The South African government’s security cluster says that there will be no national shutdown on Monday (20 March) and that its forces are preparing for a simple protest.
Despite the Economic Freedom Fighters’ (EFF) attempts to rally South Africans at large to its cause – and various safety and security authorities rising to meet the challenge – businesses will remain open and economic activities will continue.
According to City Press and The Sunday Times, the army, crime intelligence, police forces, and private security companies are joining together to counter any illegal activity during the planned action.
Businesses are taking extra precautions but say they will remain open.
Meanwhile, schools will be closed due to a special school holiday that was already part of the school calendar – confirmed two years ago – making the EFF’s threats to shut down schools on the day meaningless.
The SA National Taxi Council (Santaco) and the National Taxi Council (NTC) say that operations will continue as normal, and the country’s biggest union federation Cosatu is not attached to the protests.
Officials and authorities, including president Cyril Ramaphosa, said that violence and illegality during the protest would not be tolerated. The opposition party, the Democratic Alliance, has been granted an interdict against the EFF over the protests, forcing the latter to stick to the rule of law while in the streets.

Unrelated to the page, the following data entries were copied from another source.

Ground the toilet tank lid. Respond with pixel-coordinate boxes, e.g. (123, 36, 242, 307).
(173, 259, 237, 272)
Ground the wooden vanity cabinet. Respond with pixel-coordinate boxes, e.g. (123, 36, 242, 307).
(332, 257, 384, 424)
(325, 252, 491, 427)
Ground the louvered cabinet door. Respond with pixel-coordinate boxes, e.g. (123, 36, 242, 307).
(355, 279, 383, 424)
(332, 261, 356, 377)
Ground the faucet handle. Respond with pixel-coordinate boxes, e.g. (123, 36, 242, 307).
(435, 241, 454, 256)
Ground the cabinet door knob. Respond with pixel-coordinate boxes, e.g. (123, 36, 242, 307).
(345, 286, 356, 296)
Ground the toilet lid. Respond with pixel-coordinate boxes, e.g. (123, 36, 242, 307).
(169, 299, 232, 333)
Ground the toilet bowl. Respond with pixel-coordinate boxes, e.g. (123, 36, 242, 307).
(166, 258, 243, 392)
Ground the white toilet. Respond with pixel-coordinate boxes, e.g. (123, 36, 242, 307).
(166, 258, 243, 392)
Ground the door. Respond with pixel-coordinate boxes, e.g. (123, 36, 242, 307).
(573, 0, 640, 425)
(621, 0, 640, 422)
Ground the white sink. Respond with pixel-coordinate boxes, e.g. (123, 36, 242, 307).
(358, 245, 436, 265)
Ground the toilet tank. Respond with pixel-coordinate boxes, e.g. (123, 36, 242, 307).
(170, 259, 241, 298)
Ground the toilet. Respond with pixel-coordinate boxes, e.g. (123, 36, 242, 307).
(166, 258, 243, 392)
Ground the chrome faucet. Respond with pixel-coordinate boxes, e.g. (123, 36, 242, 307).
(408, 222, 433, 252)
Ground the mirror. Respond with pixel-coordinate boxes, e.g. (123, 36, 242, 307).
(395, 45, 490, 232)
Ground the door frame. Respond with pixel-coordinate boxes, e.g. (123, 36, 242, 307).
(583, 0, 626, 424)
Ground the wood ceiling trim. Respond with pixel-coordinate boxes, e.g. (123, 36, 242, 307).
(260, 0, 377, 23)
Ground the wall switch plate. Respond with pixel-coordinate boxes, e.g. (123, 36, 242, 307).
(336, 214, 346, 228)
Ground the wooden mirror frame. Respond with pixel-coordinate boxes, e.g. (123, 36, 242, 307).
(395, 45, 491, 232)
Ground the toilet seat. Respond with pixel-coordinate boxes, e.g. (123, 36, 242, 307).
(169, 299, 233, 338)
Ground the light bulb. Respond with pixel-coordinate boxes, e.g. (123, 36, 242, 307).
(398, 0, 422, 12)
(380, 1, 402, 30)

The national joint operational and intelligence structure (Natjoints) said plainly that there would be no national shutdown.
“There will be no national shutdown. We know of a planned protest. To say there will be a national shutdown is misleading,” said Natjoints chair deputy national police commissioner Tebello Mosikili.

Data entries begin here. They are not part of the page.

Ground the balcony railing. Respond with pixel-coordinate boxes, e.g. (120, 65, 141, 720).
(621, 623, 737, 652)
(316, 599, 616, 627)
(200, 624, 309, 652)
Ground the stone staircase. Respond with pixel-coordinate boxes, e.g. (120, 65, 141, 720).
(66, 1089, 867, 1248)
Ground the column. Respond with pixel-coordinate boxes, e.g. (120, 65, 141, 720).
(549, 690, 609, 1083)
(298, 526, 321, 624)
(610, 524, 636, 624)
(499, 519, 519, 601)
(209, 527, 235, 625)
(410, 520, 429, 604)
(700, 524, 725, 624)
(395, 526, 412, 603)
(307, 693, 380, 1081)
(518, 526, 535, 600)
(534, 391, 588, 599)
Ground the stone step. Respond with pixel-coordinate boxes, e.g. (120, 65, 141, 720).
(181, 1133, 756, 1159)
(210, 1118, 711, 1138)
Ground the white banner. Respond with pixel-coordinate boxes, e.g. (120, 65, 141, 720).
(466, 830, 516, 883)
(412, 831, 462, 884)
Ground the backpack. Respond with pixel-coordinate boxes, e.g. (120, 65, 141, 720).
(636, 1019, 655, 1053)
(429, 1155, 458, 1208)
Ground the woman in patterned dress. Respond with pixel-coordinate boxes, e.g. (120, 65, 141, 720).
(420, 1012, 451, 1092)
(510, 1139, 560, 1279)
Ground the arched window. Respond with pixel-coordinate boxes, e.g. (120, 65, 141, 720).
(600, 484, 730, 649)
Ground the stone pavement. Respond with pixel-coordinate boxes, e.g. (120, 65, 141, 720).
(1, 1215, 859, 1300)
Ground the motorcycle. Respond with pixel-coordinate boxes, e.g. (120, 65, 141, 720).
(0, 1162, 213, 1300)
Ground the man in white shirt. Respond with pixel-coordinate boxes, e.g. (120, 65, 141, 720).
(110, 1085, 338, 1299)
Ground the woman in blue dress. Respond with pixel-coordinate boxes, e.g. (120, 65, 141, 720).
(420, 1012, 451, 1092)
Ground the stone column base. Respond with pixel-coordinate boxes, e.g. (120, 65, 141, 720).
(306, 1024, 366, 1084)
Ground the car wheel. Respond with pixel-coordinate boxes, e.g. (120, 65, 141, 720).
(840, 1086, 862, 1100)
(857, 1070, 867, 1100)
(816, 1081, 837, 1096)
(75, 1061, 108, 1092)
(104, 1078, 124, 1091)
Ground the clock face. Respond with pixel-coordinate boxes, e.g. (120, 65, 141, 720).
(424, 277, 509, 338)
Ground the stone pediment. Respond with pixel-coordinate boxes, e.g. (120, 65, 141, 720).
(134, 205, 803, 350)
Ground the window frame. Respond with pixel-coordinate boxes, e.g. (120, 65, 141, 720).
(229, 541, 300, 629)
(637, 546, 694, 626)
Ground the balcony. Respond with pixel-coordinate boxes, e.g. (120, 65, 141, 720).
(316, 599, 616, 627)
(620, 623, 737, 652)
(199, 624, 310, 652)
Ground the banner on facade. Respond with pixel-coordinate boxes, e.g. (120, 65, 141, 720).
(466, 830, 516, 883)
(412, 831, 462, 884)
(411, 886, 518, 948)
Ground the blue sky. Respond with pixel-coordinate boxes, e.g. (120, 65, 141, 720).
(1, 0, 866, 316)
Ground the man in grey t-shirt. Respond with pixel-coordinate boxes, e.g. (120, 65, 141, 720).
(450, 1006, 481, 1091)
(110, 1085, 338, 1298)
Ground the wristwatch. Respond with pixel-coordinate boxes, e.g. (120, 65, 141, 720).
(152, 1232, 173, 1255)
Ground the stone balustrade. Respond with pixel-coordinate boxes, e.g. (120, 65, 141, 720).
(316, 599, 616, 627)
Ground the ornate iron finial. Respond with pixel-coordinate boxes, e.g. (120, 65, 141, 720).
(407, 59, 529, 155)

“Everything from business to services will be fully functional and operational and accessible. We are not going to allow lawlessness and acts of criminality. Those who are found to be on the wrong side of the law will be dealt with accordingly.”
Who’s threatening who?
The EFF says it will continue, undeterred.

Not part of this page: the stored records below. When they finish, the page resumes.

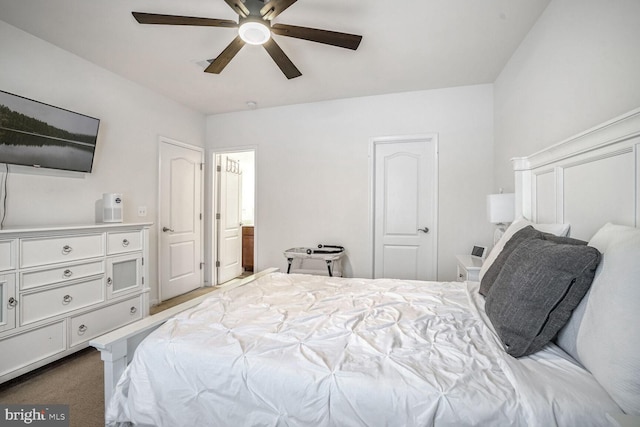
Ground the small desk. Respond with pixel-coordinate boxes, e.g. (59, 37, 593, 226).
(284, 246, 344, 277)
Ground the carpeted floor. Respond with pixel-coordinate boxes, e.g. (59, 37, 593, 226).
(0, 347, 104, 427)
(0, 285, 218, 427)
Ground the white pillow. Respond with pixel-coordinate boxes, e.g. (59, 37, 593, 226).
(569, 223, 640, 415)
(588, 222, 636, 253)
(478, 217, 571, 282)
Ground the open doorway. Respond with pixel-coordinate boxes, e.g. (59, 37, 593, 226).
(212, 149, 256, 285)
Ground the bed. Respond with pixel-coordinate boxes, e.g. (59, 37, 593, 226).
(92, 107, 640, 426)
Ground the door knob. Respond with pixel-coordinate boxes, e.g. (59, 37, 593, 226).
(162, 227, 174, 232)
(418, 227, 430, 233)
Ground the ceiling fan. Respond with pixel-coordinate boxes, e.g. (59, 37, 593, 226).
(132, 0, 363, 79)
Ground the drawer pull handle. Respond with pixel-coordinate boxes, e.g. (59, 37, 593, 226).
(78, 324, 87, 334)
(62, 245, 73, 255)
(122, 239, 130, 247)
(8, 297, 18, 308)
(63, 269, 73, 278)
(107, 277, 112, 286)
(63, 295, 73, 304)
(130, 306, 137, 314)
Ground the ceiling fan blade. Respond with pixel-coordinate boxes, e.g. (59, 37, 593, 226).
(271, 24, 362, 50)
(262, 38, 302, 79)
(223, 0, 250, 18)
(132, 12, 238, 28)
(260, 0, 297, 20)
(205, 36, 245, 74)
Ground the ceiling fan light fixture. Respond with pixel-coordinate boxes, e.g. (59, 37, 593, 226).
(238, 21, 271, 45)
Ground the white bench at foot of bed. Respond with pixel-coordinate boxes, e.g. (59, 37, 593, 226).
(90, 268, 279, 412)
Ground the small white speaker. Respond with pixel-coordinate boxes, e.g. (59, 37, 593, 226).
(103, 193, 123, 223)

While the party has tried to pre-empt any blame for violence and illegality being pinned on its members by assuring its movement will be going out into the streets peacefully, no one is convinced.
Statements from EFF leader Julius Malema have been decidedly antagonistic, with police minister Bheki Cele calling it “war talk”.
Malema has characterised the response from the state towards the protest as “threats and intimidation” – but in the same breath, is calling for revolution, saying it cannot be stopped.
EFF members have reportedly been gathering tyres to burn and intimidating business owners, saying they should shut down or face looting. While not directly threatening to do the looting themselves, the EFF said it couldn’t be blamed if shops stay open and then get looted.
Despite attempts to distance the party from any potential illegality and violence, the protests are ultimately being spearheaded by the EFF, which has spent a lot of time marketing the day and rallying support for it. Union federation Saftu and other smaller political parties have signed on to join the protests.
Broadly and vaguely, the EFF wants Ramaphosa to resign and load shedding to end. It is also protesting anything else that could draw an emotional response from South Africans, such as high levels of unemployment, a rising cost of living, a lack of free tertiary education, corruption, gender-based violence and poor education.
However, while organising the protest, much of the plan is simply chaos. There is no formal course of action, nor a planned route or specific areas being targeted. There is no memorandum or list of demands being handed over to officials. The party just wants as many people in the streets as possible, protesting something, anything.
In contrast, officials have taken a far more defensive tone, saying that security forces will “saturate the roads and key points” to defend the country, painting the EFF and protestors as aggressors.
Natjoints said that while every citizen has a right to protest, the right must be exercised in a manner that does not infringe on the rights of non-protesters.
“Prohibiting people’s freedom of movement is a criminal offence. We will therefore enforce the law decisively in this regard.
“Section 17 of the Constitution of the country demands that Law Enforcement Agencies ensure that the right to picket and present petitions is not abused to the detriment of the stability of the country and the safety of the people.
“This freedom to picket does not extend to propaganda of war, incitement of imminent violence, and advocacy for hatred,” it said.
Police minister Bheki Cele has emphasised that the planned response to the protest is to keep the peace.
“The SAPS will be out in full force on the ground and in the air to enforce the law and ensure that the protest is peaceful. All the police have been recalled, they are here and we are working with other law enforcement. We are working with the taxi associations, NGOs and everybody.
“Those that will be here on the 20th will find us on the road. We will saturate the roads and key points,” he said.